For Mandico and Ólafsdóttir, the Incoherence Manifesto advocates for a return to DIY cinema and the glory days of experimentalism. As Mandico tells ScreenAnarchy, “We have listed everything that makes our biases of staging against the current. Biases that may seem incoherent in the dominant industry of arthouse cinema.” This includes using found material for the sets (echoing Kembra Pfahler’s articulation of ‘availabism”), “rejection of any rule of screenplay,” and perhaps my favorite, “actors will alternate non-acting and overacting,” a dogma that is certainly on display in After Blue (Paradis sale).

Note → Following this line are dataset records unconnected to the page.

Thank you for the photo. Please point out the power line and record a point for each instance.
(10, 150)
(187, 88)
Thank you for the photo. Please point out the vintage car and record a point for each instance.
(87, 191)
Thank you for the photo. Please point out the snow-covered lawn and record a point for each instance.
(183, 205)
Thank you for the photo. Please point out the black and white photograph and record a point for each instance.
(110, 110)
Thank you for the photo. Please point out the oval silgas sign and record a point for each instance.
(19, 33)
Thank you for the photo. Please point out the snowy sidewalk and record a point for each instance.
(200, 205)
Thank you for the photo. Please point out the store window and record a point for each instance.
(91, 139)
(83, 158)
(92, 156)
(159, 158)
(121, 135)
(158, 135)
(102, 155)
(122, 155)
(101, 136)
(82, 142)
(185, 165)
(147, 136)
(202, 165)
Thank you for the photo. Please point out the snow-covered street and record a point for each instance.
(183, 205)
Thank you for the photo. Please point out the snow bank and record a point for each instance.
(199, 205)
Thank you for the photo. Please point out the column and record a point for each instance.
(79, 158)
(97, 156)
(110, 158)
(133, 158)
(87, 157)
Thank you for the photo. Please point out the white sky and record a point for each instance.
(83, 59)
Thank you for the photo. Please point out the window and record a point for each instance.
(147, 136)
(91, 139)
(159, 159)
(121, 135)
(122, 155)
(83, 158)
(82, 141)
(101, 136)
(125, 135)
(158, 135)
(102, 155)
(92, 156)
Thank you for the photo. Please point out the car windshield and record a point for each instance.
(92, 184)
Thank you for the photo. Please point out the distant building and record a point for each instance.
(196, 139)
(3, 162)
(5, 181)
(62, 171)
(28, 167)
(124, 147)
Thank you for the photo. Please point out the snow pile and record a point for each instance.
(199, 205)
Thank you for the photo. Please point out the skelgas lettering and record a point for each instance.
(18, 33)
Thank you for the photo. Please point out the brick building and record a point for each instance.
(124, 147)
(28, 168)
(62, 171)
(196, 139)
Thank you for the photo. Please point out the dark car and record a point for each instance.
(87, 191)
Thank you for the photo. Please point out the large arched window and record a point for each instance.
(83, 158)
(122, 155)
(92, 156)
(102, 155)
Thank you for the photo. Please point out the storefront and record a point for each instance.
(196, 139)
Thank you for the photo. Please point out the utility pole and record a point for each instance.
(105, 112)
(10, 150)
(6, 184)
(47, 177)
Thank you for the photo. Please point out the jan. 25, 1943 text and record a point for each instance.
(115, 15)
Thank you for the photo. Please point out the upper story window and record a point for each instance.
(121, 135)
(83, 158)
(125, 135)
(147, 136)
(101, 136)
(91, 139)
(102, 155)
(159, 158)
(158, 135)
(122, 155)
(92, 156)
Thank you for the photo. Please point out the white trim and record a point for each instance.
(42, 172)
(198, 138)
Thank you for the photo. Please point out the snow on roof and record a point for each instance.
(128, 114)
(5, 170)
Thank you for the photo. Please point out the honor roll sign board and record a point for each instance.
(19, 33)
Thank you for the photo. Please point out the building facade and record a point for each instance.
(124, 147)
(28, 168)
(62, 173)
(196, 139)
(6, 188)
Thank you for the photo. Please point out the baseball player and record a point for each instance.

Fully countering the encroaching creep of perfectionism and by proxy unimaginative and dull professionalism, Mandico’s After Blue recalls a plethora of experimental cinematic greats. While, of course, given the Western tropes and townspeople with wide-brimmed hats, a combo of El Topo and The Holy Mountain, Jodorowsky is the kneejerk immediate reference. However, with its opulent jewel-toned colors, deranged and sordid glamour, nebulous plot, and well, the prevalence of extremely long nails, Kenneth Anger’s Inauguration of the Pleasure Dome seems like a more appropriate comparison to me.
Nick Zedd, with his absolutely uncompromisingly abrasive, determinedly demented, and purposefully amateurish vision, is another smutty and subversive touchstone, in particular the sci-fi camp unreality of Geek Maggot Bingo and the post-apocalyptic orgiastic mindfuck War Is Menstrual Envy. Zedd and Mandico even seem to echo each other’s unwavering beliefs. For instance, Mandico further explained International Incoherence to ScreenAnarchy: “To be incoherent means to have faith in cinema, it means to have a romantic approach, unformatted, free, disturbed and dreamlike, cinegenic, an epic narration. Incoherence that’s an absence of cynicism but not irony.” How far is that from Zedd’s assertion in his own Cinema of Transgression manifesto: “We propose to go beyond all limits set or prescribed by taste, morality or any other traditional value system shackling the minds of men. We pass beyond and go over boundaries of millimeters, screens, and projectors to a state of expanded cinema”? Not that different.
While I’m still mourning the loss of our late Cinema of Transgression filth elder that had audiences screaming, “Why do my eyes have to see this?” it’s heartening to know others like Mandico are following in his maniacal footsteps. The draw of aggressive camp artifice hasn’t died along with him but remains a pleasurably jarring force in cinema.